What is true though is that two neighbouring economic jurisdictions which accept imports from a third party on different terms (whether the difference is in terms of standards, tariffs, or other regulations) cannot both have a fully open border and ensure that their own agreements with that third party are fully complied with. This is the essential truth which seems to be escaping the grasp of Brexiteers, and would require, in such circumstances, what is over-simplistically referred to as a 'hard border' between England and Wales. Whilst such a border does not make cross-border trade 'impossible' it does raise serious obstacles, and they don't only apply to those goods imported from that third party, since prevention of smuggling requires verification of the actual content of any shipment to ensure that it does not include such goods. Turn a single third party into a multiplicity of third parties, all with slightly different terms of trade, and the border necessarily becomes harder. But, as you say, no matter how hard that border is, it doesn't make trade impossible, merely harder or more expensive.
But the issue isn't just economic - it's also political. Would the people of Wales ever vote for a future in which there was a high degree of certainty of border checks along the length of Offa's Dyke? I'm a committed independentista, and I'd hesitate to vote for that. It's certainly not an argument that I'd like to have on the doorstep.
Regarding the doorstep. It might well be that either that is the argument or there is no argument.
I think the argument needs the base line to be - independence for Cymru is better for Cymru. How much better will depend in part on the relationship England has with the EU. As far as trade/movement/services goes this is not completely different to the situation ex-USSR republics currently in the EU faced a few years ago.
I think people to a large degree tend to adopt an opinion and then select reasons to support the opinion. If people adopt the opinion that an independent Cymru is best for Cymru then even the extreme scenario of border checks along Offa's Dyke could be a reason they select to support that opinion.
What England decides the future of England or Englandandwales and the EU will be is out of our hands anyway. It's a big task to convince enough people in Cymru to support independence without in addition attempting to convince England that it should facilitate our task by developing a relationship with the EU favourable to an independence project.

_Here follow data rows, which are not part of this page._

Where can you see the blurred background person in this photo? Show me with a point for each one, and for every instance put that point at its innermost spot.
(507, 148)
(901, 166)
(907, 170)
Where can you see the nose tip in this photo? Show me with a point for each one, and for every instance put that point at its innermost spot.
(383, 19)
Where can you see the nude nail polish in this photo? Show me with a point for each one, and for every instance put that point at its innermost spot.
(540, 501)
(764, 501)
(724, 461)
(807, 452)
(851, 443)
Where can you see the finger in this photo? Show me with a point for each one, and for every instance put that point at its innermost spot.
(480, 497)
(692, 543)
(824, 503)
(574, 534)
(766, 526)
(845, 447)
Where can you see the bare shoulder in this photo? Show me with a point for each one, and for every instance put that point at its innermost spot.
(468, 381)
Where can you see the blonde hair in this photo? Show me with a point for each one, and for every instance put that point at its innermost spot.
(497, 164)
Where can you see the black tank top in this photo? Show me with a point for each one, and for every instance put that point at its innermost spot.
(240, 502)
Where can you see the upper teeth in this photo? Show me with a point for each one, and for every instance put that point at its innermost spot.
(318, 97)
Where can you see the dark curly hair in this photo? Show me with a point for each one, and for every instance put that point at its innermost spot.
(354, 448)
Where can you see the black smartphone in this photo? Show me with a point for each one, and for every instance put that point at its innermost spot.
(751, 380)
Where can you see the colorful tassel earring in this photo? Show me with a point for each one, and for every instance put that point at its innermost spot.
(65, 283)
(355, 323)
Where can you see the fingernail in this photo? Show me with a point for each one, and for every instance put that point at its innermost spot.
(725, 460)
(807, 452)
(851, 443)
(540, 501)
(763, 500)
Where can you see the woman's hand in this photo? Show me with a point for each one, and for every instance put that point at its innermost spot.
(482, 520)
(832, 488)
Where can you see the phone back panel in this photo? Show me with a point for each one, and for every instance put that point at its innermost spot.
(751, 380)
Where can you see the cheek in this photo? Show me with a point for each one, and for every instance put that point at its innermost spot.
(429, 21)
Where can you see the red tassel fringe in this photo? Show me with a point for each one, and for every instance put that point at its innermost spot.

"I think the argument needs the base line to be - independence for Cymru is better for Cymru. How much better will depend in part on the relationship England has with the EU." Agree with the first part of that; the second is true only in terms of economics. There are definitions of 'better' which do not wholly depend on economics and it has been a failing of the independence cause in Wales over many years that we have allowed others (including, in this context, Carwyn Jones) to set the context in terms solely of economics.
"As far as trade/movement/services goes this is not completely different to the situation ex-USSR republics currently in the EU faced a few years ago." Not sure that the similarity is a close one because of the relative state of development of the EU economy and the Soviet bloc economy, but I accept that the principle is valid.
I agree that "better" encompasses much more than just economics.